Jerome estava de pé, contra a parede oposta. Se vira Carnegie entrar, ou o ouvira,
não deu a entender. Um macaco morto jazia aos seus pés, uma das mãos ainda
segurando a barra de suas calças. Outro gemia no canto, segurando a cabeça nas
mãos.
—Jerome?
Seria imaginação de Carnegie, ou estava sentindo cheiro de morango?
Jerome piscou os olhos.
— Você está preso — disse Carnegie. Hendrix apreciaria a ironia disso, pensou. O
homem tirou a mão ensanguentada da ferida no seu flanco e levou-a à frente das
calças, e começou a se acariciar.
—Tarde demais — disse Jerome. Podia sentir o último fogo subindo por ele. Mesmo
que aquele intruso quisesse cruzar a câmara e prendê-lo agora, os próximos segundos
lhe negariam a captura. A Morte estava ali. E o que era ela, agora que podia vê-la com
clareza? Apenas outra sedução, outra doce escuridão para ser preenchida, satisfeita e
tornada fértil.
Um espasmo começou no seu períneo, e um raio viajou em duas direções desse
ponto, para sua vara e para sua espinha. Uma gargalhada começou em sua garganta.

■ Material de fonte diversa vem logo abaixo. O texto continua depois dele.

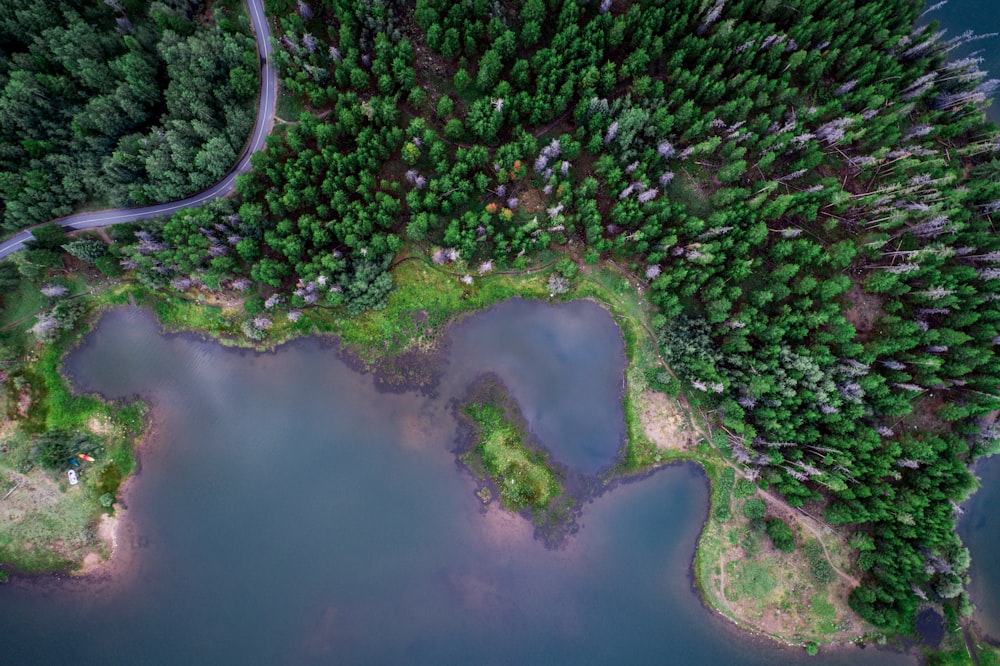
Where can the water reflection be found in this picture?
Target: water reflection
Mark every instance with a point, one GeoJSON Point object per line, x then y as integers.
{"type": "Point", "coordinates": [288, 512]}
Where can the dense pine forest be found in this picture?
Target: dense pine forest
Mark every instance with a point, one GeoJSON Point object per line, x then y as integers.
{"type": "Point", "coordinates": [807, 188]}
{"type": "Point", "coordinates": [118, 103]}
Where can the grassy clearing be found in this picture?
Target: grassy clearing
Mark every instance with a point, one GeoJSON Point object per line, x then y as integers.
{"type": "Point", "coordinates": [786, 595]}
{"type": "Point", "coordinates": [45, 524]}
{"type": "Point", "coordinates": [521, 475]}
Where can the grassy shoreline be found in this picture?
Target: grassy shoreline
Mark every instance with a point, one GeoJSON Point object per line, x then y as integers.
{"type": "Point", "coordinates": [425, 302]}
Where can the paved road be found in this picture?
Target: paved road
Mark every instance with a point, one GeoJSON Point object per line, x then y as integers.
{"type": "Point", "coordinates": [265, 120]}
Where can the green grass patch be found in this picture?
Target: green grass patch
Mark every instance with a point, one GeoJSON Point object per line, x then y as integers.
{"type": "Point", "coordinates": [521, 475]}
{"type": "Point", "coordinates": [824, 614]}
{"type": "Point", "coordinates": [751, 579]}
{"type": "Point", "coordinates": [23, 302]}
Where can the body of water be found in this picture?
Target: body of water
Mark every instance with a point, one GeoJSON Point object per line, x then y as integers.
{"type": "Point", "coordinates": [980, 530]}
{"type": "Point", "coordinates": [287, 512]}
{"type": "Point", "coordinates": [982, 17]}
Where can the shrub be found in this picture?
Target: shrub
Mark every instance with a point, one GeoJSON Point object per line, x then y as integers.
{"type": "Point", "coordinates": [744, 488]}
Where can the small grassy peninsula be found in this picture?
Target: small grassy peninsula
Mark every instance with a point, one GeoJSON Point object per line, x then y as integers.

No canto da câmara o macaco, ouvindo os risos de Jerome, começou a gemer
novamente. O som chamou por um momento a atenção de Carnegie, e quando seu
olhar voltou para Jerome os olhos míopes haviam se fechado, a mão caído, e ele
estava morto, de pé contra a parede. Por um breve instante o corpo desafiou a
gravidade. Então, graciosamente, as pernas cederam e Jerome caiu para a frente. Ele
era, notou Carnegie, um saco de ossos, nada mais. Era de espantar que tivesse vivido
tanto.
Cauteloso, foi até o corpo e colocou o dedo no pescoço do homem. Não tinha
pulsação. Os restos da última gargalhada de Jerome permaneciam no seu rosto,
entretanto, recusando-se a desaparecer.
— Diga-me...—Carnegie sussurrou para o homem, sentindo que apesar de seu
avanço ele havia perdido o momento; que mais uma vez ele era, e talvez sempre fosse
ser, simplesmente uma testemunha de consequências: — Diga-me. Qual foi a piada?
Mas o garoto cego, como é de hábito de sua tribo, não respondeu.